As someone occasionally reproached for my rather relaxed style of life, my ponderous reluctance to 'get a move on', I was delighted to discover a fully-fledged philosophical and political justification, here:

"Our world is marked by its speed: the speed of historical change; the speed of technical change; the speed of communications; of transmissions; and even the speed with which human beings establish connection with one another. This speed exposes us to the danger of a very great incoherency. It is because things, images and relations circulate so quickly that we do not even have time to measure the extent of this incoherency.... Philosophy must propose a retardation process. It must construct a time for thought, which, in the face of the injunction to speec, will constitute a time of its own. I consider this a singularity of philosophy; that its thinking is leisurely, becuase today revolt requires leisureliness and not speed. This thinking, slow and consequently rebellious, is alone capable of establishing the fixed point.. which we need in order to sustain the desire of philosophy."

Thus, the injunction of thought is to arrest, to interrupt. It is a matter of road blocks and dams, of side-stepping 'efficiency' and of refusing to metabolise or to salute the stream of ready-made ideas and images which speed up time and speed us on to a future we have not chosen. This reversal of temporal priorities is not a hundred miles away from Walter Benjamin and his belief that the state of emergency was that things just kept going on as they were, so that the truly revolutionary action was not a dizzy acceleration of time but its sudden cessation or arrest.

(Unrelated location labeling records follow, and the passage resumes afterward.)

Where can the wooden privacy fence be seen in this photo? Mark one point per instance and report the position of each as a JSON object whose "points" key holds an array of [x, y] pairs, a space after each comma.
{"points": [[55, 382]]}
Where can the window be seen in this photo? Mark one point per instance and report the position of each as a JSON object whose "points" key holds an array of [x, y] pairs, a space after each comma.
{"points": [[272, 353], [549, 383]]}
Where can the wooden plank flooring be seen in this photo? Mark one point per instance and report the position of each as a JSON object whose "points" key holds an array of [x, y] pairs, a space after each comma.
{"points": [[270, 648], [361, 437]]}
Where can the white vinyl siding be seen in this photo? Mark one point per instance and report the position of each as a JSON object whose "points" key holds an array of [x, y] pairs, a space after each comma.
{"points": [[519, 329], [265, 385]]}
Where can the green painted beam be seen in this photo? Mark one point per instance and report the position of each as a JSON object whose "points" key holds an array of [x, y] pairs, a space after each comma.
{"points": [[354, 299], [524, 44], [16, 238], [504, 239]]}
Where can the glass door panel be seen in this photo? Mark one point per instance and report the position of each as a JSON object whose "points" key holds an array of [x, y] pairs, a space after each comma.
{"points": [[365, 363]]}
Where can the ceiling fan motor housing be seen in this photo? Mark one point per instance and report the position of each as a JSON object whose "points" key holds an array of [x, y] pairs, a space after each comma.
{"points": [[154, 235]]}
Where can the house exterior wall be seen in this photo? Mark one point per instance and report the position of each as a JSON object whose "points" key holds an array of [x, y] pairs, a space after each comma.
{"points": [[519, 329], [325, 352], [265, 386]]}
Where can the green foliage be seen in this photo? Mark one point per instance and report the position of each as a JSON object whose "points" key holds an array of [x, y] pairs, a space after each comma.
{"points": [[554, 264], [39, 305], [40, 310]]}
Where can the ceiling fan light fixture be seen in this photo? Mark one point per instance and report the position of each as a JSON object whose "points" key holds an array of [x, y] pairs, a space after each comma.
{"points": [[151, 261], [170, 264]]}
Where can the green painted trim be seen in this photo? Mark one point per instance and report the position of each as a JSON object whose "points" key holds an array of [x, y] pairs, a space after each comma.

A related, rather cursory thought: how the 'purple finger' icon was so speedily set in motion, 'a transferable motif to be worn and marketed', meme-ing through blog-space, now appearing on cups and other paraphenalia, a ready-made ideogram carelessly metabolised by the willing before any real thought about the elections had chance to get to work.

n.b., Adorno and Horkheimer on 'speed':

Whether folk-songs were rightly or wrongly called upper-class culture in decay, their elements have only acquired their popular form through a long process of repeated transmission. The spread of popular songs, on the other hand, takes place at lightning speed. The American expression “fad,” used for fashions which appear like epidemics – that is, inflamed by highly-concentrated economic forces – designated this phenomenon long before totalitarian advertising bosses enforced the general lines of culture. When the German Fascists decide one day to launch a word – say, “intolerable” – over the loudspeakers the next day the whole nation is saying “intolerable.”